Truly, sit in nature or stroll a dirt trail; it will heal you. Learn to take deep breaths and meditate, but also utilize relaxing herbs such as lavender, chamomile and lemon balm. Stress-reducing nutrients like B-complex, magnesium, and L-theanine can support healing as well. Adaptogens such as ashwagandha, reishi, and holy basil can help calm the body, reduce inflammation and improve insulin resistance.


This may take a minute to correct, but it took a few to get here, right? Give yourself a few months, but as you start to resolve your inflammation, balance your blood sugar, and reset your hormones into better balance, you'll start to see your skin health improve. The approach as a functional and integrative provider is to heal the whole woman, not just treat the symptoms.

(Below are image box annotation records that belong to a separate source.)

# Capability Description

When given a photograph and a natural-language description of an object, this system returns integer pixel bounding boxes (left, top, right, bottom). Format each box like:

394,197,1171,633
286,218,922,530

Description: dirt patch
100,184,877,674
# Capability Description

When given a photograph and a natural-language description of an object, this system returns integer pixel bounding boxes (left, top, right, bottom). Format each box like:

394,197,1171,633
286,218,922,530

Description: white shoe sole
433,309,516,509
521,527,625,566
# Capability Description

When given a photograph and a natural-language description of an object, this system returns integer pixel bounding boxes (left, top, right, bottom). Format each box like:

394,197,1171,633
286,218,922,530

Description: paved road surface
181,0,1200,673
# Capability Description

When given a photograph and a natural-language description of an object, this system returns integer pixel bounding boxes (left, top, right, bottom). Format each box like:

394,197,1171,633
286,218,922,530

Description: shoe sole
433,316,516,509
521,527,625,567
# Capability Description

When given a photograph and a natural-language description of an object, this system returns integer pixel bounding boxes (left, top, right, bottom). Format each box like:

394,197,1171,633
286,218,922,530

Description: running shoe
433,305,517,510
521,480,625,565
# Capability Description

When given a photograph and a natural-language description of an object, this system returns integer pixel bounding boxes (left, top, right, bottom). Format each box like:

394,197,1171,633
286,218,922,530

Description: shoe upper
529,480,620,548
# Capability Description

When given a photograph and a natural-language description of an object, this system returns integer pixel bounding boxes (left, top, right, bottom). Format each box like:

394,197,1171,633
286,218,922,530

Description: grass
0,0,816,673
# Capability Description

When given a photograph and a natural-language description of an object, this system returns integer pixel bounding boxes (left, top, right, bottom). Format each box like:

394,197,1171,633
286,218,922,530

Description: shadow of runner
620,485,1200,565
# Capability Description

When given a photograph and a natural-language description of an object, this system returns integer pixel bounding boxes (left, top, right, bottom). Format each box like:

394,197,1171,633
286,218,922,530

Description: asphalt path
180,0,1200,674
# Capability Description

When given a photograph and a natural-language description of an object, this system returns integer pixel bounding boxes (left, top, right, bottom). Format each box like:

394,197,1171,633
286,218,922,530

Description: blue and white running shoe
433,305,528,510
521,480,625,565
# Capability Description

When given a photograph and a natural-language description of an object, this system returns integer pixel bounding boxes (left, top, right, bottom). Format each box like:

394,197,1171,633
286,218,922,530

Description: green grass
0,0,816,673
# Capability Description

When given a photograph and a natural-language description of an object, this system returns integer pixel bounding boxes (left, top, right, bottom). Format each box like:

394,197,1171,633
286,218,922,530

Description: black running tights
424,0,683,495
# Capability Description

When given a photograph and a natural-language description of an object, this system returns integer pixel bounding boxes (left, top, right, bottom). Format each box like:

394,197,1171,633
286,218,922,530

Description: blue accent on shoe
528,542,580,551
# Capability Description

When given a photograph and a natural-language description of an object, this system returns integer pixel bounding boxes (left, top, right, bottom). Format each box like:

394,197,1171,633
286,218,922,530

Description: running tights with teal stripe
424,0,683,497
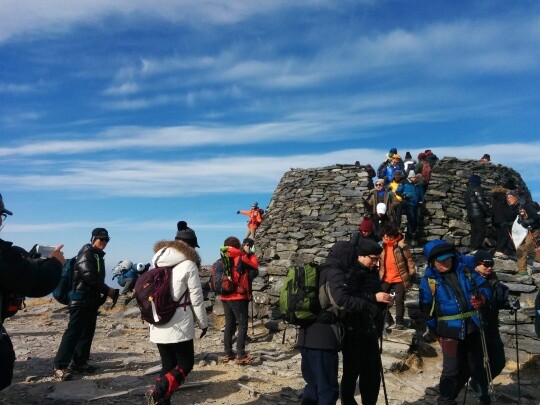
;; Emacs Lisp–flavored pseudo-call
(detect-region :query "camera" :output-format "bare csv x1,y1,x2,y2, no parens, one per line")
32,245,55,259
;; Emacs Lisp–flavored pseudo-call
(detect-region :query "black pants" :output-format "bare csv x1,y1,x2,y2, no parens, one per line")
54,307,98,369
300,348,339,405
437,331,487,405
341,333,382,405
381,282,405,325
0,326,15,391
155,339,195,404
469,217,486,250
221,300,249,356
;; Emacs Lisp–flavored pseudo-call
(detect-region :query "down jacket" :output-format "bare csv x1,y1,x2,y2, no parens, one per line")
69,243,109,307
418,240,491,340
379,235,416,288
150,240,208,344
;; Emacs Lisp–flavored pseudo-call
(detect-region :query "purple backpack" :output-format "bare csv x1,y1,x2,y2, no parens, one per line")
133,267,191,325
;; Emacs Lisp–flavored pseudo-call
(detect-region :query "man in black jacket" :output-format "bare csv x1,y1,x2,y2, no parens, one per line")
54,228,119,381
465,174,489,253
0,194,66,391
297,239,392,405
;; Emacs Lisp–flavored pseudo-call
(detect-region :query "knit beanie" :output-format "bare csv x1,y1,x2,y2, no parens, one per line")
360,217,373,232
469,174,481,186
175,221,200,248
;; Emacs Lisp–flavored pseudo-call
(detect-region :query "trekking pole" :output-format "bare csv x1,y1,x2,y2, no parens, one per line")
510,308,521,404
379,306,388,405
471,278,495,400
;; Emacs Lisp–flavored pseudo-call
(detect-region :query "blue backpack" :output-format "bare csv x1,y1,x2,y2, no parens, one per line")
53,256,77,305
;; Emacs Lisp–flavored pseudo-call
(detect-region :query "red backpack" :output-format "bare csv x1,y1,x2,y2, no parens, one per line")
422,162,431,183
133,267,191,325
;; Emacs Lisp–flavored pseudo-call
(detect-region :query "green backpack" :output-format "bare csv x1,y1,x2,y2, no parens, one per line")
279,263,321,327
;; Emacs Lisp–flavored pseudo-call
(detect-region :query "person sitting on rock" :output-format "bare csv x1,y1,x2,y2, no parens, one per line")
379,225,416,329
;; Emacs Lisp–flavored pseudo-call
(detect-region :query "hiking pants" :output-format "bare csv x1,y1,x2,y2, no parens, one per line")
221,300,249,356
0,326,15,391
54,307,99,369
341,332,381,405
300,347,339,405
157,339,195,377
437,331,487,405
469,217,486,250
381,281,405,325
469,328,506,399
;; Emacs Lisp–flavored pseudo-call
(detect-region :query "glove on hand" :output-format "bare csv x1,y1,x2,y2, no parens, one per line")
471,295,486,309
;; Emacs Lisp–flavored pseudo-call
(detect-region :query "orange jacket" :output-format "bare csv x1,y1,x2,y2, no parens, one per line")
220,246,259,301
240,208,262,229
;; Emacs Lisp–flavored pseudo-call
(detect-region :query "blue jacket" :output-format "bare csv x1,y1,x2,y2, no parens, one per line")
419,241,491,340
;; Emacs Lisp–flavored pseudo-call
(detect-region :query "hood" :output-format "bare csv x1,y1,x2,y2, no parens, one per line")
152,240,200,267
424,240,456,263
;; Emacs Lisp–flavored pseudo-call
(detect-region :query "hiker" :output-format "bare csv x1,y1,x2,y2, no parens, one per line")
0,194,66,391
379,225,416,330
215,236,259,365
464,174,489,254
174,221,201,249
54,228,119,381
146,237,208,405
112,260,150,305
372,203,393,240
506,190,540,276
395,170,423,244
362,179,393,219
419,240,491,405
296,239,392,404
334,239,393,405
236,202,264,240
478,153,491,163
465,250,520,404
491,180,516,259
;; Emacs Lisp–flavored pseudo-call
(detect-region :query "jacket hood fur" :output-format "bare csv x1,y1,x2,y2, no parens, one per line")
154,240,201,266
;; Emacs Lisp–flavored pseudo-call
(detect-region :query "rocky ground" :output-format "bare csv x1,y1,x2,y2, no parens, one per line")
0,298,540,405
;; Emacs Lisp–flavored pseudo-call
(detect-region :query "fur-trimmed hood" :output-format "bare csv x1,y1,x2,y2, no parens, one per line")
152,240,201,267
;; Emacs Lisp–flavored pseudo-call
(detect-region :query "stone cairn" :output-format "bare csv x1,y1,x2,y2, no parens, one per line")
202,157,540,361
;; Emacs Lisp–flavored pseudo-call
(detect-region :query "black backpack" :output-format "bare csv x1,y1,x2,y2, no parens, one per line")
53,256,77,305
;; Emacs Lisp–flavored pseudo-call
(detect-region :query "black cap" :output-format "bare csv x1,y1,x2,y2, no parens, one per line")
91,228,111,242
175,221,200,248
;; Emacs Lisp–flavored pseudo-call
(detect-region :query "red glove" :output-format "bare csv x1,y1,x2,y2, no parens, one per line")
471,295,486,309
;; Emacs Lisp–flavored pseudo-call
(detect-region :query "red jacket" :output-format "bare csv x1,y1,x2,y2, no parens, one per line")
220,246,259,301
240,208,262,229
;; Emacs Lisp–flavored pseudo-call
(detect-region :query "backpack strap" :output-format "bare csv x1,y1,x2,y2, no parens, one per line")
428,277,438,316
178,288,191,312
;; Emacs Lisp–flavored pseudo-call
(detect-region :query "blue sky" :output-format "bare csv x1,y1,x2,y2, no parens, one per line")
0,0,540,278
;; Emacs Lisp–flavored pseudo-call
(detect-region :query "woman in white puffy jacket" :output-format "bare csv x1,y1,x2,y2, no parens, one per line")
146,240,208,404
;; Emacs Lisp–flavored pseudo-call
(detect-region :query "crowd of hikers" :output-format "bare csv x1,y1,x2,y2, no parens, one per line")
0,148,540,405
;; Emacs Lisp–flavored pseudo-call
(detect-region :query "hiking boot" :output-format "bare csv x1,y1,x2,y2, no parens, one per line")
54,368,73,381
236,354,255,366
221,353,236,363
144,387,170,405
69,362,97,374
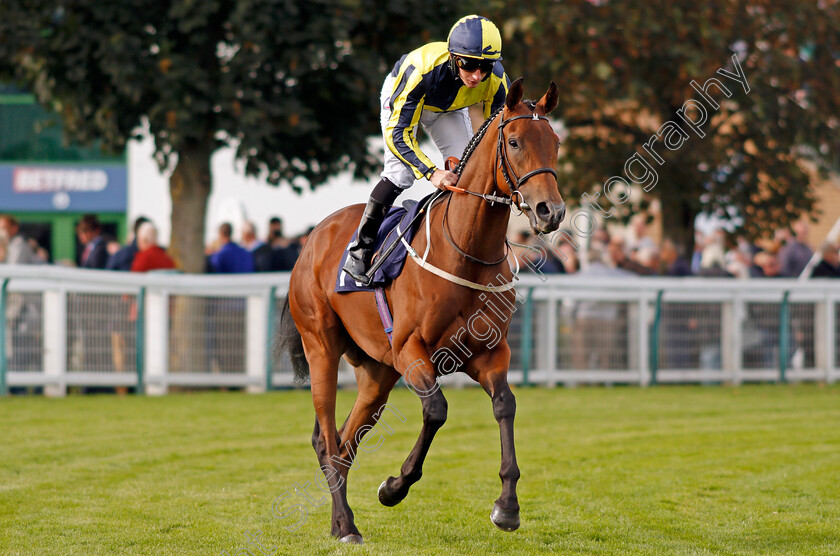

When we craft treatment plans for healing a concern such as acne, we think whole woman, which means gut health, liver health, mental and emotional health, immune and hormone health. It's all integrated and can't be truly healed independently of each other.


Alteratives, also known as blood cleansers, are part of this whole woman approach. We use these in skin treatments to help the body detoxify itself. Gentle choleretics and laxatives are sometimes used as well, to stimulate bile flow and persuade bowel frequency. When we optimize the health of the body within, the long term result is improved skin health. Antimicrobials and anti-inflammatories can be added, both as topical and systemic therapies, as yet another approach for addressing acne, nudging the body back into optimal balance.


Further detail into specific herbs is available in our Earth Medicine program or those in our pediatric practice can access more direction on using botanical remedies for acne within our Littles Wellness program. Addressing this issue when it first presents, in adolescents, may help detour fertility issues or any other women's health pathology into the decades ahead, if we take a holistic approach and bring oneself into balance.